FirstService offers real estate services in North America, including managing residential communities. Furthermore, it provides essential property services through individually branded franchise systems and company-owned operations.
At under $222 per share at writing, analysts believe it trades at a discount of about 12%. This represents 12-month upside potential of approximately 13%. So, it’s a reasonable buy here for long-term investors who seek total returns.
Northland Power
Northland Power (TSX:NPI) stock has sold off substantially by about 35% from the start of 2022 because of higher interest rates, as it has sizeable debt on its balance sheet.
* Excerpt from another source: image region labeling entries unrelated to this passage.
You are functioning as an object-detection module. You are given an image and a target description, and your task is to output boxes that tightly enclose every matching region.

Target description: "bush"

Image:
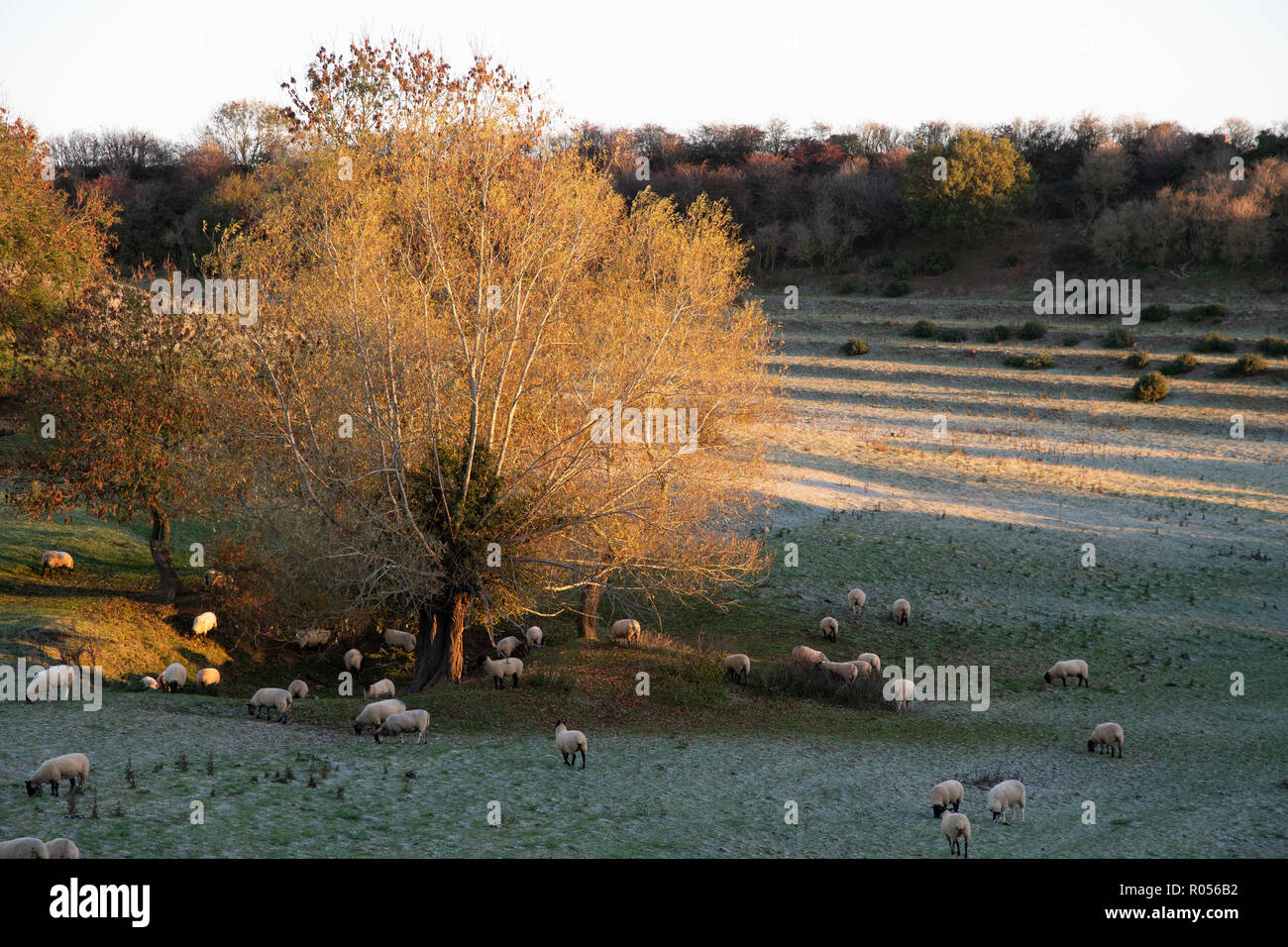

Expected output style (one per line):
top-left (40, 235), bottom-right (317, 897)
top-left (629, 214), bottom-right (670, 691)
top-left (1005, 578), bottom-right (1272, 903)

Its long-term debt-to-capital ratio is about 56%, but it does score an investment-grade S&P credit rating of BBB. Its trailing-12-month interest expense was $24 million (or 7%) higher than the 2020 year level, which doesn’t seem too bad.
Importantly, the stock trades at a good valuation, especially if you account for its projects that are expected to come into service in 2025 to 2027.
At $24.65 per share at writing, the analyst consensus 12-month price target suggests a discount of about 17% in the stock. It also offers a dividend yield of almost 4.9%, which is paid out in monthly dividends.
Management anticipates the Oneida 250-MW Canadian battery storage business to start contributing to cash flows in 2025, the 1-GW Hai Long offshore wind project in Taiwan (of which Northland has 30.6% ownership) to be in full commercial operation in 2026 to 2027, and the 1.1 GW Baltic Power offshore wind project (of which Northland owns 49%) in Poland to come online in 2026. As these projects are successfully completed on time and on budget, it should trigger a stock turnaround.
It’s even possible for the stock to trade again at the $40 level by 2027. If this materializes, it would imply total returns of north of 20% per year over the next few years.